Une merveilleuse histoire du temps

ECRANS | La vie de Stephen Hawking transformée en mélodrame très anglais par James Marsh, dans un film qui vise de façon ostentatoire les récompenses, de la performance de son acteur Eddie Redmayne à l’académisme de sa mise en scène. Christophe Chabert

Christophe Chabert | Mardi 20 janvier 2015

Photo : © Universal pictures international


«C'est sans doute la phrase la plus anglaise que j'ai jamais entendue» dit Jane Hawkins (la très belle et très douée Felicity Jones) à sa mère (la revenante Emily Watson) qui lui propose d'aller chanter dans la chorale de sa paroisse. Une merveilleuse histoire du temps est, de même, le film le plus anglais qui soit, du moins selon une image internationale faite de patrimoine littéraire et de patrimoine tout court. Pourtant, cette bio filmée du cosmologiste Stephen Hawking, atteint de la maladie de Lou Gehrig (popularisée récemment par les pitreries humanitaires des stars lors du Ice Bucket challenge), paraissait bien éloignée de ce programme.

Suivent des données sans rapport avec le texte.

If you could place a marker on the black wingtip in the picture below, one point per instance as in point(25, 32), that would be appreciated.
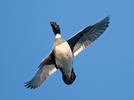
point(28, 85)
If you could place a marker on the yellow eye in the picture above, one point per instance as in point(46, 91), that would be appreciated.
point(57, 24)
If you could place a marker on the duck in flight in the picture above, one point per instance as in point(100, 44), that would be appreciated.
point(63, 52)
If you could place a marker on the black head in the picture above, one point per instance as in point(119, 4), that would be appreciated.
point(55, 27)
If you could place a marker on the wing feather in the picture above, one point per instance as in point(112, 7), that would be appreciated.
point(86, 36)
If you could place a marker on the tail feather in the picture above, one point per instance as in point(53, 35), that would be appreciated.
point(68, 80)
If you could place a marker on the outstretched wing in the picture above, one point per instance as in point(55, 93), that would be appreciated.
point(83, 38)
point(45, 69)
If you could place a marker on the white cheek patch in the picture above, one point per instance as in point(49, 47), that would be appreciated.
point(57, 36)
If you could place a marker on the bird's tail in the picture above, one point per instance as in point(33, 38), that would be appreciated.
point(68, 80)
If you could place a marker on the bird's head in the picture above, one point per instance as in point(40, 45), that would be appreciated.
point(55, 27)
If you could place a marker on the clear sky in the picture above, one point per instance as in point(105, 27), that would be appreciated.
point(105, 70)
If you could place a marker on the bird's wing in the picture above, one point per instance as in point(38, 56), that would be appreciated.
point(45, 69)
point(83, 38)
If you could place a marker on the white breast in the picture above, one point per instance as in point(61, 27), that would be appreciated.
point(63, 55)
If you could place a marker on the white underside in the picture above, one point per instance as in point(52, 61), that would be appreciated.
point(63, 56)
point(57, 36)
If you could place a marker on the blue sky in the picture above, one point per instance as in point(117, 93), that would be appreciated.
point(105, 70)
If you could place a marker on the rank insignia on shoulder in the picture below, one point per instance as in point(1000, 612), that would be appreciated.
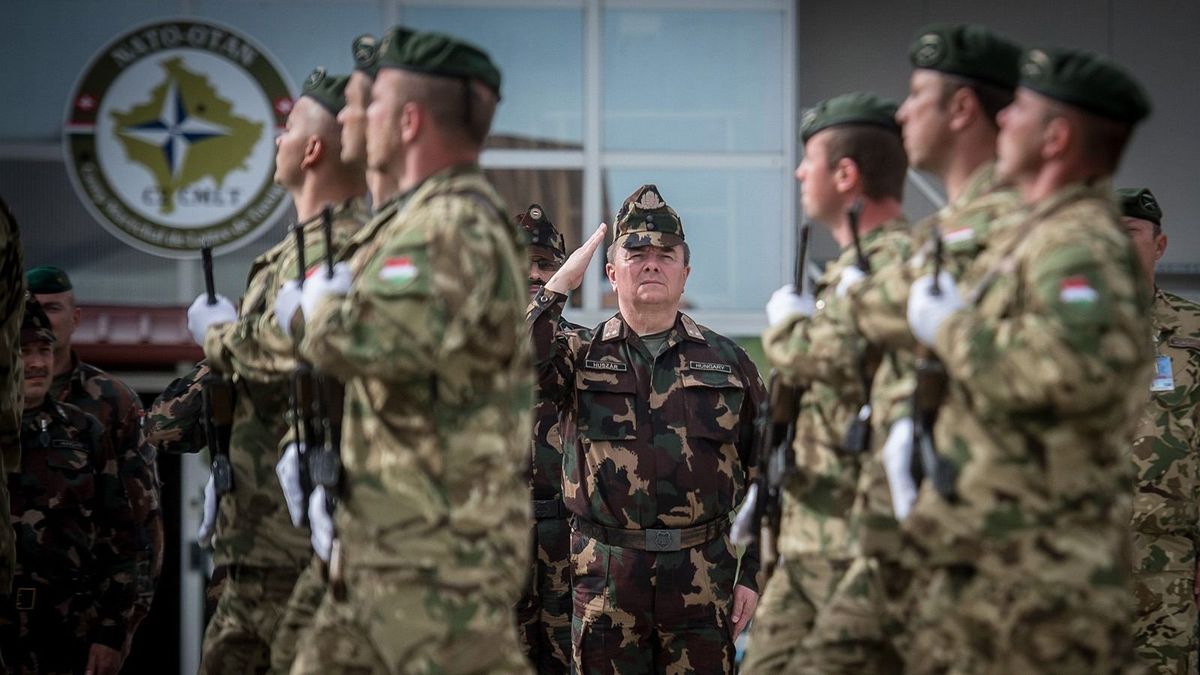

Or, le film ne s'attarde guère sur les racines de son génie, sa passion des trous noirs, du big bang et de l'origine du temps, et son infirmité est surtout un formidable véhicule pour que le comédien qui l'incarne, Eddie Redmayne, offre une performance remarquable au sens où, des spectateurs aux votants de l'académie des oscars, tout le monde se plaira à la remarquer. Non, ce qui intéresse Anthony McCarten, le scénariste, et James Marsh, réalisateur du très fort Shadow dancer, c'est la relation entre Hawking et sa femme Jane, dans un mélodrame qui puise aux racines romanesques anglaises.

Raison et sentiments

Ils se rencontrent à Cambridge en 1963, s'embrassent sur un pont en dessous duquel passent des gondoles, vont passer le week-end chez les parents so british de Stephen (dont un père joué par l'insaisissable Simon McBurney)… On est ici à la limite de la carte postale et la mise en scène, parfaitement académique, ne fait rien pour dissiper cette sensation. Lorsque le bonheur conjugal des époux Hawking se fissure et que Jane rencontre un chef de chœur qui va devenir son amant, avec le consentement d'un Stephen de plus en plus amoindri, le film s'engage dans son vrai projet.

Marsh s'inscrit dans une logique très Jane Austen, mais reste extrêmement prudent, sinon prude, dans la représentation de ce ménage à trois. On a même droit à un parallèle malheureux entre l'infidélité de l'épouse et l'attaque qui coûtera à Hawking l'usage de la parole — et au caméo très WTF de Franck Lebeuf en médecin suisse ! Tout ce qui pourrait éventuellement troubler le storytelling très propre du film est systématiquement minimisé au nom d'une pudeur parfois hypocrite, comme s'il ne fallait pas entacher la légende Hawking, il est vrai toujours vivant aujourd'hui.

Une merveilleuse histoire du temps
De James Marsh (Ang, 2h03) avec Eddie Redmayne, Felicity Jones…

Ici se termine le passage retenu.